In a blog posted yesterday from the university’s Cryptology and Data Security Research Group, researchers Christian Cachin, Amores-Sesar, and Jovana Mićić released an analysis alleging the payment firm’s consensus protocol could allow users to potentially “double-spend a token” and halt the processing of transactions.

The trio set up examples of the Ripple protocol using different numbers and types of nodes to illustrate possible violations of safety and liveness (a term for the network continuing to process transactions and makes progress). According to their models, the presence of faulty or malicious nodes could have “devastating effects on the health of the network.”

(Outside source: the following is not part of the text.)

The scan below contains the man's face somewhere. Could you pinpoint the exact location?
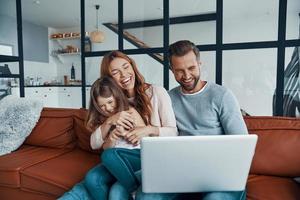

“Our findings show that the Ripple protocol relies heavily on synchronized clocks, timely message delivery, the presence of a fault-free network, and an a-priori agreement on common trusted nodes with the [Unique Node List] signed by Ripple,” said the researchers.

“If one or more of these conditions are violated, especially if attackers become active inside the network, then the system may fail badly.”

David Schwartz, chief technology officer at Ripple, quickly responded to Cachin on Twitter disputing the findings. The Ripple CTO argued such a situation was “impractical,” stating any attacker would have “to both partition the network” and control part of its Unique Node List, or UNL, to do as the researchers proposed.

“The overall philosophy of the UNL is that attackers get one chance to jeopardize liveness and then they are forever off the UNL,” said Schwartz. He added:

“Attacks on safety also require significant control over the propagation of messages on the network, which makes them impractical. This is why Bitcoin’s complete lack of partition tolerance isn’t a practical problem.”

None of the researchers have yet responded to the Ripple CTO’s criticism of their findings. The group admitted in the original analysis thathe attacks were “purely theoretical and have not been demonstrated with a live network.”